Maine Groundfish Research

Since the 1990s, the groundfish fishery in the eastern Gulf of Maine has been considered to be commercially collapsed. There are several leading hypotheses about the sources of the continued depletion of groundfish stocks: 1) extirpation of local stocks, which has impeded recovery; 2) a lack of  adequate forage base – including Atlantic herring and alewives, 3) lack of groundfish protection during critical life stages, including for juvenile and spawning fish; and 4) lack of protection of critical habitat. Now, though, there are signs that the fish are rebuilding.

Groundfish has been managed by the federal agency on a large scale: one abundance estimate is done for each species from Cape Cod to the Canadian border. The quality of the data from eastern Gulf of Maine is also poor, since the federal survey has few sampling sites there because of the rocky bottom and the prevalence of lobster traps. As a result, it is not possible to monitor or manage the sub-populations of fish distinct to particular bays or shoals.
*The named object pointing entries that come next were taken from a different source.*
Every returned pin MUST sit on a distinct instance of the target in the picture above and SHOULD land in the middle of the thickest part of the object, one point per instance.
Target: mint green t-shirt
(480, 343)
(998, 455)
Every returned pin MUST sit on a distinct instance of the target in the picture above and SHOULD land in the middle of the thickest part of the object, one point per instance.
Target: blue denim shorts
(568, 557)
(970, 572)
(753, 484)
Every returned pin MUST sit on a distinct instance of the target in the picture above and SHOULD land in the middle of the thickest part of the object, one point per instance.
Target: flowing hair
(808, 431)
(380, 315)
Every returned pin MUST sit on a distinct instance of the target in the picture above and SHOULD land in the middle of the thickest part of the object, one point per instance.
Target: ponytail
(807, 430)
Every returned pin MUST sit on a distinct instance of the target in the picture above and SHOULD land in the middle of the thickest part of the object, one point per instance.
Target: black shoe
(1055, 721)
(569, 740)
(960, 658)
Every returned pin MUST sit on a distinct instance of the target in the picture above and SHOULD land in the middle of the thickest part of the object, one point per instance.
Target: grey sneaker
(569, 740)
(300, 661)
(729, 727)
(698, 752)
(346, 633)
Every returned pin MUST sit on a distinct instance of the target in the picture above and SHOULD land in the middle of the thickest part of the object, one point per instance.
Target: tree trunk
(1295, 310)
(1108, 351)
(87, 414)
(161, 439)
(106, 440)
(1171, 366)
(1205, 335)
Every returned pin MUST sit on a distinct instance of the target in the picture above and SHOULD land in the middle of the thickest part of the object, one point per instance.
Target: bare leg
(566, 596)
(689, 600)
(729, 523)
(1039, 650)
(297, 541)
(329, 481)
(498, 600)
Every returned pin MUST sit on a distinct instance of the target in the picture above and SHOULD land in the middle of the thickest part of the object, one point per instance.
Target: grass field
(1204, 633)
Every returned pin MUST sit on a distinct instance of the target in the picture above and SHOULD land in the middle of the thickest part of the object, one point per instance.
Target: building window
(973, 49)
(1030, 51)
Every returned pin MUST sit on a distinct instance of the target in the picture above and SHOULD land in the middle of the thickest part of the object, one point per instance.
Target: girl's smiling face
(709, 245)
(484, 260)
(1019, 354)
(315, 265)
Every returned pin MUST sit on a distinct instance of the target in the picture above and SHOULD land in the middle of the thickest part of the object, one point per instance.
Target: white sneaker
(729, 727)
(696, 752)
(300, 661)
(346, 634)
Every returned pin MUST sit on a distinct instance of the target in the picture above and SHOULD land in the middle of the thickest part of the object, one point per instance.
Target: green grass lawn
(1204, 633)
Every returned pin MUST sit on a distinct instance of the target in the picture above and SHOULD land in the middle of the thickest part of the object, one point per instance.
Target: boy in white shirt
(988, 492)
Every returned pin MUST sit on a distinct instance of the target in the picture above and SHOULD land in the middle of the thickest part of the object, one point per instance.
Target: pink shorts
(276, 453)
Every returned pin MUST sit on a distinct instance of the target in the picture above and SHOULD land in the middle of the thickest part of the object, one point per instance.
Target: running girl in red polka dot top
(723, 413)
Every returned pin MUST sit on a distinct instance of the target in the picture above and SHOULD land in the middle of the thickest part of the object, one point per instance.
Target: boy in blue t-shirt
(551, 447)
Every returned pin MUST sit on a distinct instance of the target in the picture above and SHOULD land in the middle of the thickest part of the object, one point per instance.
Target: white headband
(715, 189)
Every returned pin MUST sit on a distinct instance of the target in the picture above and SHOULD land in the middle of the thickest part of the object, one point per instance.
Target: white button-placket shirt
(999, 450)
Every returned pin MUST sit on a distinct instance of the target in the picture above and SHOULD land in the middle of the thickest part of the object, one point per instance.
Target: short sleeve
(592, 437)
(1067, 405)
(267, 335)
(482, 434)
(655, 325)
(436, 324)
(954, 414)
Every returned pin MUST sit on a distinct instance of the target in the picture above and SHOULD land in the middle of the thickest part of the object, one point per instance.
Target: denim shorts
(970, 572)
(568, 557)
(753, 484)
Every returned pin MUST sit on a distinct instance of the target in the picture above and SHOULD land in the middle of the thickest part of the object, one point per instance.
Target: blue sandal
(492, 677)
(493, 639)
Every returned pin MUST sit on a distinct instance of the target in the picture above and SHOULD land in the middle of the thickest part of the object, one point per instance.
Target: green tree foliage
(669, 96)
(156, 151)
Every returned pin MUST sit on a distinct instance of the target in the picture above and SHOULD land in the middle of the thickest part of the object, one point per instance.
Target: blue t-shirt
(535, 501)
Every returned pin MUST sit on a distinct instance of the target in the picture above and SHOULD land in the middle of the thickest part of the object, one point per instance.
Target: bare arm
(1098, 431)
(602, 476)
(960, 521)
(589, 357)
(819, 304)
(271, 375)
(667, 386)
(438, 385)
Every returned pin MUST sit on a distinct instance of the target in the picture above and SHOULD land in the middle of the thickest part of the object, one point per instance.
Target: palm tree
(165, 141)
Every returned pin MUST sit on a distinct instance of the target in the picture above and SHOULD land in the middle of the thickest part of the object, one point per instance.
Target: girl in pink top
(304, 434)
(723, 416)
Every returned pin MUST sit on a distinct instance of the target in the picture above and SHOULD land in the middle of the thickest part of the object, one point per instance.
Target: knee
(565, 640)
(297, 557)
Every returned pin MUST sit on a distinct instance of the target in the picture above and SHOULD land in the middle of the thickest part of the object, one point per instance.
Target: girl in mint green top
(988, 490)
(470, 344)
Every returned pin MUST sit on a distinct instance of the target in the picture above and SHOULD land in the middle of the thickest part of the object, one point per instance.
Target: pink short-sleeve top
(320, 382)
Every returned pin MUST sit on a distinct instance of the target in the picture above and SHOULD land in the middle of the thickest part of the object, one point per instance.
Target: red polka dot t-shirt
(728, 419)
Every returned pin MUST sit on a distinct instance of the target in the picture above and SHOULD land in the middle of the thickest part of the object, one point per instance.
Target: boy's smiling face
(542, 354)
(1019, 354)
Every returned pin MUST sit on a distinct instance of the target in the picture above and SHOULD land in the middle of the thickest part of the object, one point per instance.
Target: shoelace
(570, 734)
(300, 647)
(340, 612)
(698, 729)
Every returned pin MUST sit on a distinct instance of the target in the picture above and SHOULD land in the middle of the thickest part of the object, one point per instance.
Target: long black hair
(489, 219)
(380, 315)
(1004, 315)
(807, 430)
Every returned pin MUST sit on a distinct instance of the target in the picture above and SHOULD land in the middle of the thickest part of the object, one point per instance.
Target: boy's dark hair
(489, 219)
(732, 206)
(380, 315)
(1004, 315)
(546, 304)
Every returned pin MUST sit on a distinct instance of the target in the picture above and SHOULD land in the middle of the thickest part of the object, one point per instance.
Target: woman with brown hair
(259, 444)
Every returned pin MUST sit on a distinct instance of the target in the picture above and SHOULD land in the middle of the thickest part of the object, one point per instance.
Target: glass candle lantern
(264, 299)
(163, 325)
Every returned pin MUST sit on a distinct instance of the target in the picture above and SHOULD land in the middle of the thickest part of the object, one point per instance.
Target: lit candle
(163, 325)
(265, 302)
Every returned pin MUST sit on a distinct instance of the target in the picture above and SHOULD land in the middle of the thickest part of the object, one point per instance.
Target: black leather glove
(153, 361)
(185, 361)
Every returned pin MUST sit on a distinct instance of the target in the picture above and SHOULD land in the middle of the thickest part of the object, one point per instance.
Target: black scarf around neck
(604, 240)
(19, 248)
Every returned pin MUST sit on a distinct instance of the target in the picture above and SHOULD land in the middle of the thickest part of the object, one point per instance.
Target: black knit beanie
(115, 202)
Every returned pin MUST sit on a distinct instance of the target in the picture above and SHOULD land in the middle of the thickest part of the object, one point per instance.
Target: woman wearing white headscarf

Our groundfish research has been motivated by wanting to monitor the sub-populations distinct to the eastern Gulf of Maine. Groundfish in the area collapsed in the 1990s, long before they collapsed in the rest of the Gulf of Maine. We have enlisted coastal fishermen who work locally, observing local ecological dynamics. If we are able to assess and understand the behavior of these local stocks, then if – we think when – they rebuild, we will be in a better position to manage them sustainably.

Sentinel Survey

In 2010, Maine Center for Coastal Fisheries, Dr. Yong Chen at the University of Maine and local fisherman teamed up to start the Sentinel Survey. This collaborative research program uses both longline and jig hook gear to gather local, fine-scale information about groundfish populations in areas that are not well sampled by existing monitoring programs. Through partnerships with the Northeast Fisheries Science Center and The Nature Conservancy, data from the Sentinel Survey is evaluated to produce robust information for groundfish species such as Atlantic cod and Atlantic halibut.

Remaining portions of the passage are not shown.